My correspondent replied:

Agreed! Imagine if this attitude had prevailed in the 1920s and Walter Lippmann had not been able to criticize the interpretation and use of IQ tests.

And then this, which really says it all:

In the off chance you mention this in your blog, please don’t mention who sent it to you—I don’t want to accidentally embroil myself in any controversy.

P.S. More here in this hard-hitting piece by Jesse Singal, including these bits:

The problem, as I [Singal] showed in a lengthy rundown of the many, many problems with the test published this past January, is that there’s very little evidence to support that claim that the IAT meaningfully predicts anything. In fact, the test is riddled with statistical problems . . .

One striking thing about the process of reporting that article was the extent to which Banaji tried to smear her critics . . . She also accused the test’s critics of having a “pathological focus” on black-white race relations and the black-white IAT for reasons that “will need to be dealt with by them in the presence of their psychotherapists or church leaders.”

This is the definition of a derailing tactic — shift the focus from critiques of the IAT itself, some of which in this case appeared in a flagship social-psych journal, to the ostensible moral and psychological failings of the critiquers.

Yes, I hate that tactic.

Singal continues:

The idea that journalists shouldn’t write about scientific controversies would have been highly questionable even before the replication crisis exploded onto the scene, but it’s hard to fathom why anyone would take this argument seriously in 2017. . . . Greenwald, of course, doesn’t appear to have any problems with positive coverage of the IAT.

And he concludes:

Society desperately needs more open scrutiny of scientific claims, not less, whether in scientific journals, the media, or anywhere else. Especially when it comes to claims that seem to change every two years.

I agree.

A thought on Bayesian workflow: calculating a likelihood ratio for data compared to peak likelihood.

Daniel Lakeland writes:

Ok, so it’s really deep into the comments and I’m guessing there’s a chance you will miss it so I wanted to point at my comments here and here.

In particular, the second one, which suggests something that it might be useful to recommend for Bayesian workflows: calculating a likelihood ratio for data compared to peak likelihood.

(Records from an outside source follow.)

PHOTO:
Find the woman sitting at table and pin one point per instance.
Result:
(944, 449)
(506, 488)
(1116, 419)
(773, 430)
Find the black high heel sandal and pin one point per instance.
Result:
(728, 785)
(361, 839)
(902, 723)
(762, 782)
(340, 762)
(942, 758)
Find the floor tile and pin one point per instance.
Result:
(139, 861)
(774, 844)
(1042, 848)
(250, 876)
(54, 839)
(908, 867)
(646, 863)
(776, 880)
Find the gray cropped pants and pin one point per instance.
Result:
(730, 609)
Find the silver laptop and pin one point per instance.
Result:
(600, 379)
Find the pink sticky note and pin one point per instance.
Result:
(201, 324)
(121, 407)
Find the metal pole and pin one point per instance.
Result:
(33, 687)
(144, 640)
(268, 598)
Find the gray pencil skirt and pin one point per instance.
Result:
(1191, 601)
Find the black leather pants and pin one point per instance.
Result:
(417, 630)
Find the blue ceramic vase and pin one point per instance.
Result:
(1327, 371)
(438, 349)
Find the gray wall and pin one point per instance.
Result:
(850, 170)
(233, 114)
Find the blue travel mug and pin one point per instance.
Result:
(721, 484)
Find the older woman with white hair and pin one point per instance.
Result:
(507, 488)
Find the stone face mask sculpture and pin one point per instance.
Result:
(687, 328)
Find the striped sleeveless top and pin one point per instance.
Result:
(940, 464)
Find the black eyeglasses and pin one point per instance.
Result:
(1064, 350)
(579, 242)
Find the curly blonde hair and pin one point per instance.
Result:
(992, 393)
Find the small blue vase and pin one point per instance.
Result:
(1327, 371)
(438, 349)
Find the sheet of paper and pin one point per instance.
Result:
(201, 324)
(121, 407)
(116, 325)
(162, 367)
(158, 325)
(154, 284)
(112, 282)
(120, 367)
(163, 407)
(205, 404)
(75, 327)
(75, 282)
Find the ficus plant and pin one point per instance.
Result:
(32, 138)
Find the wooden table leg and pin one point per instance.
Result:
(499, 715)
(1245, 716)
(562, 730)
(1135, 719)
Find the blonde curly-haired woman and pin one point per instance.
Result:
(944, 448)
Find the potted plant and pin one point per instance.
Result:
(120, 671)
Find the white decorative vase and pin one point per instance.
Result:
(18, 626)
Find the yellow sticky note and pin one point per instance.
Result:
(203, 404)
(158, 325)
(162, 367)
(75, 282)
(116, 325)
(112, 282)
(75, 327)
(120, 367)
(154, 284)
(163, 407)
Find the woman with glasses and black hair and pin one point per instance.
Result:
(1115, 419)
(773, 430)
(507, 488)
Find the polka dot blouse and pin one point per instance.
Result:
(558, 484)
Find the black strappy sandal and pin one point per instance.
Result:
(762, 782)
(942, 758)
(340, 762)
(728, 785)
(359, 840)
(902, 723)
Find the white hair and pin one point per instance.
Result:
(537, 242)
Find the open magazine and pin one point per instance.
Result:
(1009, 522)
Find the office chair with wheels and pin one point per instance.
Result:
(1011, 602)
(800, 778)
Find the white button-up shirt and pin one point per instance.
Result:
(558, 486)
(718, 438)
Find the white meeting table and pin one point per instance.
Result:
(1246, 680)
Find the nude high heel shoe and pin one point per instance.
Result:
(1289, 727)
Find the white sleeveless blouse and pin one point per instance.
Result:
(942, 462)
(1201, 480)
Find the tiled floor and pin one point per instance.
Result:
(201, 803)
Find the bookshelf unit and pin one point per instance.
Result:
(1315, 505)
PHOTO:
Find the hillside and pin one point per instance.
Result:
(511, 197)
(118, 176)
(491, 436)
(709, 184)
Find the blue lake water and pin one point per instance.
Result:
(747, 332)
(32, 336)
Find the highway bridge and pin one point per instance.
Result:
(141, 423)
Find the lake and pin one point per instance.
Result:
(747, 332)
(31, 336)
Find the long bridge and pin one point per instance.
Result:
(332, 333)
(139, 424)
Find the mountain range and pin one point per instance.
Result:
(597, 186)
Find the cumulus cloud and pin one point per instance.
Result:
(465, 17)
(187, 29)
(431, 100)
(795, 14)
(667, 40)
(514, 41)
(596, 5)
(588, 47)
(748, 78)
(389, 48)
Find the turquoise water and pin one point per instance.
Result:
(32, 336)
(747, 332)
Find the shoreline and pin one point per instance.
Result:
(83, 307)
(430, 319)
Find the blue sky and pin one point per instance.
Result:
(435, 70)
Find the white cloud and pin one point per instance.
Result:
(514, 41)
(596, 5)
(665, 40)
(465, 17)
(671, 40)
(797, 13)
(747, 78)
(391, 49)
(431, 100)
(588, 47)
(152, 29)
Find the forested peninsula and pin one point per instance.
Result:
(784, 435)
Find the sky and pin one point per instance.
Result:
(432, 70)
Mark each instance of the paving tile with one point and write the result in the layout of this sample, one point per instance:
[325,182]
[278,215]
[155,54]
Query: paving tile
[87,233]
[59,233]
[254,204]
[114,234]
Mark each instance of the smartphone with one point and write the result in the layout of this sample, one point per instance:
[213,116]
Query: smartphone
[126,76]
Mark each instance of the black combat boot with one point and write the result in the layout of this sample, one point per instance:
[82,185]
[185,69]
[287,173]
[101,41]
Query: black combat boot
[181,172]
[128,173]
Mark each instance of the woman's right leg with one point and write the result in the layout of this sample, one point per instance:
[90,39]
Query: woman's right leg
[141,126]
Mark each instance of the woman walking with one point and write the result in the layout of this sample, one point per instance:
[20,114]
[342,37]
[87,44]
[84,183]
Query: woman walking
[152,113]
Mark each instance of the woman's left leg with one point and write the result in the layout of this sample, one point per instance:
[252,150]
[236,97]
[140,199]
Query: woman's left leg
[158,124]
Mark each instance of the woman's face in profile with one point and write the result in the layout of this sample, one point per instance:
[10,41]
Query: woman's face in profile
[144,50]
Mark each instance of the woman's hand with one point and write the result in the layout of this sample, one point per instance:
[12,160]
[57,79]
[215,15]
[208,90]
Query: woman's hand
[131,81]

I imagine in Stan using generated quantities to calculate say the .001, .01, .1, .25, .5 quantiles of log(L(Data)/Lmax) or something like that and using this as a measure of model misfit on a routine basis. I think it would be useful to know for example that for a given posterior draw from the parameters, the least likely data points are no less than say 10^-4 times as likely as the data value at the mode of the likelihood, and you’d definitely like to know if some percentage of the data is 10^-37 times less likely 😉 that would flag some serious model mis-fitting.

Since the idea deserves elaboration, but the comments on this blog post are sort of played out, what do you think I should do with this idea? Is there a productive place to discuss it or maybe set up some kind of example vignette or something?

I don’t have the energy to think this through so I thought I’d just post it here. My only quick thought is that the whole peak likelihood thing can’t work in general because (a) the likelihood can blow up, and (b) wherever is the peak likelihood can be super-noisy at times. So I’d replace “peak likelihood” with something using an informative prior. But maybe there’s something to the rest of this?

Brakes

So. I noticed my rear brake wasn’t really doing anything. If I squeezed really hard, I could slow down, but not enough to stop going down a steep hill. No big deal—it’s the front brake that really matters, right?—but just for safety’s sake I went to the bike store one day and they replaced the pads so the brake works again. And, hey—it really works! I hadn’t realized how effective the brake can be when it’s fully operational. Good to know.